The company also suspended operations this month of two blast furnaces at Hoa Phat Hai Duong, which has an installed 2.2m t/y capacity of construction long products. This will reduce the plant’s operations by two-thirds as there will be one remaining blast furnace operating. The company views the closures as necessary for its survival during the current downturn in the steel industry.

Running the blast furnaces was not sustainable, a Vietnamese industry source says. He notes the company still has a large overhang of stocks. “So, losses will continue as long as the construction and real estate sectors are not recovering,” he comments. The restart of the furnaces has not been scheduled but Hoa Phat could resume operations in the third quarter of 2023, informed sources say. The company plans to commission Hoa Phat Dung Quat 2 Iron & Steel Complex, which will be installed with 5.6m t/y of additional HRC capacity, at end-2024.

Fellow Vietnamese steel mill Pomina Steel also shut down its 1m t/y design capacity blast furnace in late-September, according to informed sources.
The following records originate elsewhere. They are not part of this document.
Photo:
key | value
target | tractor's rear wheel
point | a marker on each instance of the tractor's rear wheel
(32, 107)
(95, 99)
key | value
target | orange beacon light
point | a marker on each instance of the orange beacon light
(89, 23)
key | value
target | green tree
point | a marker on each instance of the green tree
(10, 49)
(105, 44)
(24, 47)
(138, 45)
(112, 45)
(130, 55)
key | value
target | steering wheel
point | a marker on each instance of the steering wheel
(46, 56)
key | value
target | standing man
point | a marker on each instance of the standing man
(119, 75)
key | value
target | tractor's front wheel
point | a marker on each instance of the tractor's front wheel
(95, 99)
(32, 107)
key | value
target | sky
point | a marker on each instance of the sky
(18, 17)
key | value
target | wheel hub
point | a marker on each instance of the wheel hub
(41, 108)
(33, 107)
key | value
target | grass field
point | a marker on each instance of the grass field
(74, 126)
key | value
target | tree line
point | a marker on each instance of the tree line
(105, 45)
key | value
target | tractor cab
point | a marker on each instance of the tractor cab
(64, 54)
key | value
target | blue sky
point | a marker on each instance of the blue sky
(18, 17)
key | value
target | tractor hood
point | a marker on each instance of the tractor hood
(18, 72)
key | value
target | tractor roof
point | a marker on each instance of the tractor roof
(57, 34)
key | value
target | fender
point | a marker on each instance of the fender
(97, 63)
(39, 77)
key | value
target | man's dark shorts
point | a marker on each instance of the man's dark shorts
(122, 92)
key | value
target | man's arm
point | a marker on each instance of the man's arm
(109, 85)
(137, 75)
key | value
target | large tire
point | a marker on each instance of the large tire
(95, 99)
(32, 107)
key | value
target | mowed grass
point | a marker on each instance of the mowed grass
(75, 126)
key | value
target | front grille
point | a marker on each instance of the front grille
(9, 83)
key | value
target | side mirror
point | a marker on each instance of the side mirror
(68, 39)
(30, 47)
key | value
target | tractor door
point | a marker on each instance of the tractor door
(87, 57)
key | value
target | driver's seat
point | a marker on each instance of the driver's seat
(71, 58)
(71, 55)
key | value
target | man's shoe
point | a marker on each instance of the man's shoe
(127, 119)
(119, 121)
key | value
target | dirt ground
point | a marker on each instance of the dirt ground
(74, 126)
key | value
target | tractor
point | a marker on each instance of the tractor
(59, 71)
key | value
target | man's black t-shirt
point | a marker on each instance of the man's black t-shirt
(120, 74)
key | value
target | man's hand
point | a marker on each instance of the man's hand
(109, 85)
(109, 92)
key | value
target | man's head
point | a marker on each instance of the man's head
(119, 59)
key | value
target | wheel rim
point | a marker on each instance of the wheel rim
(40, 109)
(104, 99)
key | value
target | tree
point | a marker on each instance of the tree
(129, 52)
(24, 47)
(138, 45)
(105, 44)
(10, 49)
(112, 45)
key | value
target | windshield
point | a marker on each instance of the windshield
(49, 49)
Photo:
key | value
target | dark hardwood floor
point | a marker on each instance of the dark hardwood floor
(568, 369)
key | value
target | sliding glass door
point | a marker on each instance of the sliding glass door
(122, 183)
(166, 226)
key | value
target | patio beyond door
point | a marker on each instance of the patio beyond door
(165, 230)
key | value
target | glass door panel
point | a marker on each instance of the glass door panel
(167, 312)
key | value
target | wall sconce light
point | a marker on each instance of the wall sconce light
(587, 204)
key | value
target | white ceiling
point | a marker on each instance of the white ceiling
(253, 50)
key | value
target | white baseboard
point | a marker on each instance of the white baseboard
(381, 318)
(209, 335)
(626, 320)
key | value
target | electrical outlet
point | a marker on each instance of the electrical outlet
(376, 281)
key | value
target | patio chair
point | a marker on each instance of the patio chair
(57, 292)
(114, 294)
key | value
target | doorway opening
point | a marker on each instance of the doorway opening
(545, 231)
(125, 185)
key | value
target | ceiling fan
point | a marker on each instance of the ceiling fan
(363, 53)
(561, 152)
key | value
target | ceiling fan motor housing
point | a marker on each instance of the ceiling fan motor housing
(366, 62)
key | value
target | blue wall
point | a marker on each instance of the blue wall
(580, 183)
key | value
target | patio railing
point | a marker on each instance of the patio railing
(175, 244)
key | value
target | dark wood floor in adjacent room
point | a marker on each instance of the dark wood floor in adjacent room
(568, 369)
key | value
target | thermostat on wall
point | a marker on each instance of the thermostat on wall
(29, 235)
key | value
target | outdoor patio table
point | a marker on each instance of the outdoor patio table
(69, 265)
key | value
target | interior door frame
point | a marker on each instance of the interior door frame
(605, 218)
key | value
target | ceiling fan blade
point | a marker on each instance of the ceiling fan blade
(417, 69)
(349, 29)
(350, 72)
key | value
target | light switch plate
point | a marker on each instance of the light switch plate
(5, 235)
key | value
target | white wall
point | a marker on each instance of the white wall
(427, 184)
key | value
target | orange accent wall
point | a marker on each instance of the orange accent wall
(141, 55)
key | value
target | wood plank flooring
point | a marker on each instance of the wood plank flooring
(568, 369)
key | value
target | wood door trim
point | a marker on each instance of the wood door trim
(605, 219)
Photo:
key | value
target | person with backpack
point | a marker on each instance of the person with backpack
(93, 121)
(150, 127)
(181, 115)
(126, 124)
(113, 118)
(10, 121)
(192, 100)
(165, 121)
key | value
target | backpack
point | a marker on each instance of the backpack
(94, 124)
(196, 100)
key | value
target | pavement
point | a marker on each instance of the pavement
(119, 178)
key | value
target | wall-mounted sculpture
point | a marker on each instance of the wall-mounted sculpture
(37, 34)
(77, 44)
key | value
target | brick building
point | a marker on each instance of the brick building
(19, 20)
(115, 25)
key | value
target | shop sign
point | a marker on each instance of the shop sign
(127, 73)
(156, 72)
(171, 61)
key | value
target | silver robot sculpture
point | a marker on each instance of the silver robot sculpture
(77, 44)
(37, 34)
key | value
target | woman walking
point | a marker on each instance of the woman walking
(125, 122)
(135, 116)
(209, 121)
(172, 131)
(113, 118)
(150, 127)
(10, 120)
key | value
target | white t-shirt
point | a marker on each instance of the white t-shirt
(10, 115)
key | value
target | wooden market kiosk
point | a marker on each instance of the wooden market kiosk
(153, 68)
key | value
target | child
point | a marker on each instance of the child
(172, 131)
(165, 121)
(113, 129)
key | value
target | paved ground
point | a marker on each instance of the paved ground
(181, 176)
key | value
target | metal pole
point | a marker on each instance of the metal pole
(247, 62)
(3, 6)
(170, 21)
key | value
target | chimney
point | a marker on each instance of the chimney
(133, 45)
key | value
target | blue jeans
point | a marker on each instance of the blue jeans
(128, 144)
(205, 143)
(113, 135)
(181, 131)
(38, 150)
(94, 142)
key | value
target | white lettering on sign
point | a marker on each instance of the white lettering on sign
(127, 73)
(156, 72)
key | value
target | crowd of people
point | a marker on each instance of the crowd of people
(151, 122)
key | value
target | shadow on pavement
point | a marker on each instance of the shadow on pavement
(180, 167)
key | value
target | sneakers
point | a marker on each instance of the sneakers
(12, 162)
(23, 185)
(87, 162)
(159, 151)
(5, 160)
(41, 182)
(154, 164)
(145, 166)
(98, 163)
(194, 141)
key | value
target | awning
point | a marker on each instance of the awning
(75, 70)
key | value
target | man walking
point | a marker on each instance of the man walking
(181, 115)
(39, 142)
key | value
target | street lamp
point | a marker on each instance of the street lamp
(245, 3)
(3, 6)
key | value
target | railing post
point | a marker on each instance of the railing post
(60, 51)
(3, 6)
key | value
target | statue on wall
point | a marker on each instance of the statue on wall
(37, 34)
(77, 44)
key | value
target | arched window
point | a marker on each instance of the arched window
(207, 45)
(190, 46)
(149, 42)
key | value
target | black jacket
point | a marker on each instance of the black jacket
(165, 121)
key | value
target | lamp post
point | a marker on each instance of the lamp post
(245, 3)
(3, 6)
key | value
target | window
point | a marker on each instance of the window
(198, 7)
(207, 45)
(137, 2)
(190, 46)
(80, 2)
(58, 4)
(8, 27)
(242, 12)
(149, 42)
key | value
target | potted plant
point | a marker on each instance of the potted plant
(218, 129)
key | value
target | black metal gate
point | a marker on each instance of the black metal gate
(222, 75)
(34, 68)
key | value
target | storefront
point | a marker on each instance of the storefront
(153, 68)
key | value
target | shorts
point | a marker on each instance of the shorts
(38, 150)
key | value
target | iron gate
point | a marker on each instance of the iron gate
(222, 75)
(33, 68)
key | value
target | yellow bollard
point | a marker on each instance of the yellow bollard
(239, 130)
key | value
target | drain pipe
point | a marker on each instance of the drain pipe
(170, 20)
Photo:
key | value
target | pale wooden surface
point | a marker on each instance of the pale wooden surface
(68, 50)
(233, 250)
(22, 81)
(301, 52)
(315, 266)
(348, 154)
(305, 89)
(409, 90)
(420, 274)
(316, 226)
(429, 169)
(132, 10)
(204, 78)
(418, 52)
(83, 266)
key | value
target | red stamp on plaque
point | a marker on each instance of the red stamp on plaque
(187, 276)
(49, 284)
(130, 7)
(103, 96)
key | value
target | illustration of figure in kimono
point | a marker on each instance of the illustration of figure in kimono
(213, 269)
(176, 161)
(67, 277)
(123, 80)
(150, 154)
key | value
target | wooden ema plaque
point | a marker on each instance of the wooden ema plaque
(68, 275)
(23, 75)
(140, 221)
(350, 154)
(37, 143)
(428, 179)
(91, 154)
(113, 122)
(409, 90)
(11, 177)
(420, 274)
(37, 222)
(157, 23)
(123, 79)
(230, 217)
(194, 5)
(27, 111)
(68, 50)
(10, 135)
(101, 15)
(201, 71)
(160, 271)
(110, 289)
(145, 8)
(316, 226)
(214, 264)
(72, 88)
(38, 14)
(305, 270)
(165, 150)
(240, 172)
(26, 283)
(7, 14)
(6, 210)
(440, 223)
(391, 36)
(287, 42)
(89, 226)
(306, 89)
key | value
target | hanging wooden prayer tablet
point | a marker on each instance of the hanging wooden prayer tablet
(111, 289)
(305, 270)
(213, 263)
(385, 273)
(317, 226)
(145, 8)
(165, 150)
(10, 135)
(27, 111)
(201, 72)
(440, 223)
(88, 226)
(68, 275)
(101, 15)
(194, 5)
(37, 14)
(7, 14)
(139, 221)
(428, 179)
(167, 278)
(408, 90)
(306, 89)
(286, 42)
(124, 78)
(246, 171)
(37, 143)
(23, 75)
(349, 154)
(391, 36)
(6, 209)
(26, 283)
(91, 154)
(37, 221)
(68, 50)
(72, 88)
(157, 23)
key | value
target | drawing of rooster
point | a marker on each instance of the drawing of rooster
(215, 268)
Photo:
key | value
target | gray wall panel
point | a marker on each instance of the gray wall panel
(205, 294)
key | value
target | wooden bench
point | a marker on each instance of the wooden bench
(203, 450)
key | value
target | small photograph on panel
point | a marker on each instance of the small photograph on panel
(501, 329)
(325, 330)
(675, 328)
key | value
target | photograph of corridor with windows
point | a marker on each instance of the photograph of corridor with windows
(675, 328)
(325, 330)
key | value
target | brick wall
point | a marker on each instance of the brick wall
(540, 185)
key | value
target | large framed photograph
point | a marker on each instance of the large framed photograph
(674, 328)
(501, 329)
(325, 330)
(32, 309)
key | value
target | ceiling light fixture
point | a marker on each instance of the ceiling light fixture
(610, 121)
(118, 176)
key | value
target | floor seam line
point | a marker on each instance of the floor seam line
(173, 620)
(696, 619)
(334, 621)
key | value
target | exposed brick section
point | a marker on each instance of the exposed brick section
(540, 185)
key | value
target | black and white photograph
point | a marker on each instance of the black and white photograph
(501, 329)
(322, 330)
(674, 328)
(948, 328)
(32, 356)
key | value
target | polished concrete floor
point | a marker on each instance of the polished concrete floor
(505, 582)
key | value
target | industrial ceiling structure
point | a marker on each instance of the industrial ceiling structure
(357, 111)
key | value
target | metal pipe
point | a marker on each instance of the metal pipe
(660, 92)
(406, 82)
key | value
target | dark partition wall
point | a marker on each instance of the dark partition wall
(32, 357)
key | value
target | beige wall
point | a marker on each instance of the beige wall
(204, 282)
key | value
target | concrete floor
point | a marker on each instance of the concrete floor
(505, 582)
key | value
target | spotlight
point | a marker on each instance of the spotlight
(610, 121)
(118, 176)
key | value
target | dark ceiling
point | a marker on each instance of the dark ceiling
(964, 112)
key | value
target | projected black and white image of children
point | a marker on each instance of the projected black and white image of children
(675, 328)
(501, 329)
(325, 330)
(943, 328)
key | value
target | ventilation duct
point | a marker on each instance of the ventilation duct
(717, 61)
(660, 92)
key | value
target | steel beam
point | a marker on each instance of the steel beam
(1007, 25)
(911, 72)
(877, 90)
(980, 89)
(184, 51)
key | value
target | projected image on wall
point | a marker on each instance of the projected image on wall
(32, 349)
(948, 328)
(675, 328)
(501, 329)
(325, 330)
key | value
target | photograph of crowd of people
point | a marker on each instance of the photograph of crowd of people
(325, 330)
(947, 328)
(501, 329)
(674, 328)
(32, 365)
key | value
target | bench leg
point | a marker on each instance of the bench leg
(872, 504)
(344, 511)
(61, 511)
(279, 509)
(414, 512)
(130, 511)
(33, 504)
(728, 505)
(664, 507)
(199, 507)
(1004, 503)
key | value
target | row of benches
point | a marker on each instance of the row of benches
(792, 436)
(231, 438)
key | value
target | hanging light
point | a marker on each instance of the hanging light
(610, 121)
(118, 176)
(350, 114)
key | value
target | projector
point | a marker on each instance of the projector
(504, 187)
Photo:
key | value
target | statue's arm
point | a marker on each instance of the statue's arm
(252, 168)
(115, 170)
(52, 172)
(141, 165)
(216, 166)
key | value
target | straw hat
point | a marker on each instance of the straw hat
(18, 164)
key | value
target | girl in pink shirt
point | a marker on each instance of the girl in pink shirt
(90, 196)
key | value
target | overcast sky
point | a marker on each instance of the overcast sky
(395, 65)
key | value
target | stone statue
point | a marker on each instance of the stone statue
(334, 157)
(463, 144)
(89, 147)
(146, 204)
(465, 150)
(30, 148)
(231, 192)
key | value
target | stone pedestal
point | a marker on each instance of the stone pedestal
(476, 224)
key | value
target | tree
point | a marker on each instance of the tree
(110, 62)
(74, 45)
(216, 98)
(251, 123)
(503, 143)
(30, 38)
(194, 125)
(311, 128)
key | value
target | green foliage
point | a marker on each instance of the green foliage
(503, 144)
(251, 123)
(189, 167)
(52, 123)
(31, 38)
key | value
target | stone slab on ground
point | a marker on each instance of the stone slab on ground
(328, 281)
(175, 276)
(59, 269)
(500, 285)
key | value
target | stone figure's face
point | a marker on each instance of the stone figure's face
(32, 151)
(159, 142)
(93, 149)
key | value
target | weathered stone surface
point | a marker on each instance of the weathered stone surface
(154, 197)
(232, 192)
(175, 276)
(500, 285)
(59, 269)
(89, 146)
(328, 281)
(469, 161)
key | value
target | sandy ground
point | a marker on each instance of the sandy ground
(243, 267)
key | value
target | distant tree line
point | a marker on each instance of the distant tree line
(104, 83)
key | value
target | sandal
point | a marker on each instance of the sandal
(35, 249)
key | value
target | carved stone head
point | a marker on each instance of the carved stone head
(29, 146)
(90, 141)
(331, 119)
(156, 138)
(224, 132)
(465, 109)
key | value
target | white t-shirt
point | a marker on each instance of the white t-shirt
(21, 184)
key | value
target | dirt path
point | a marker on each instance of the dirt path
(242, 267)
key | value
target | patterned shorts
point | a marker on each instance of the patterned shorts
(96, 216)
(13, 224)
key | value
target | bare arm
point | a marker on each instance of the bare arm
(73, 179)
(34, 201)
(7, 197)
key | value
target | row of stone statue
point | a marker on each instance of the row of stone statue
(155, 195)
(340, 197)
A restart will depend on the market situation and the Vietnamese government’s policy on easing current stringent credit and liquidity restrictions, an industry source says.

The other main blast furnace operator in Vietnam, Formosa Ha Tinh, has no plans to shut down its blast furnaces, a company source told Kallanish on Tuesday. The mill has told market participants it is now focused on the export market. There is however market chatter that the producer has reduced its rolling capacity by 30-40% and has been heavily stockpiling its slab instead.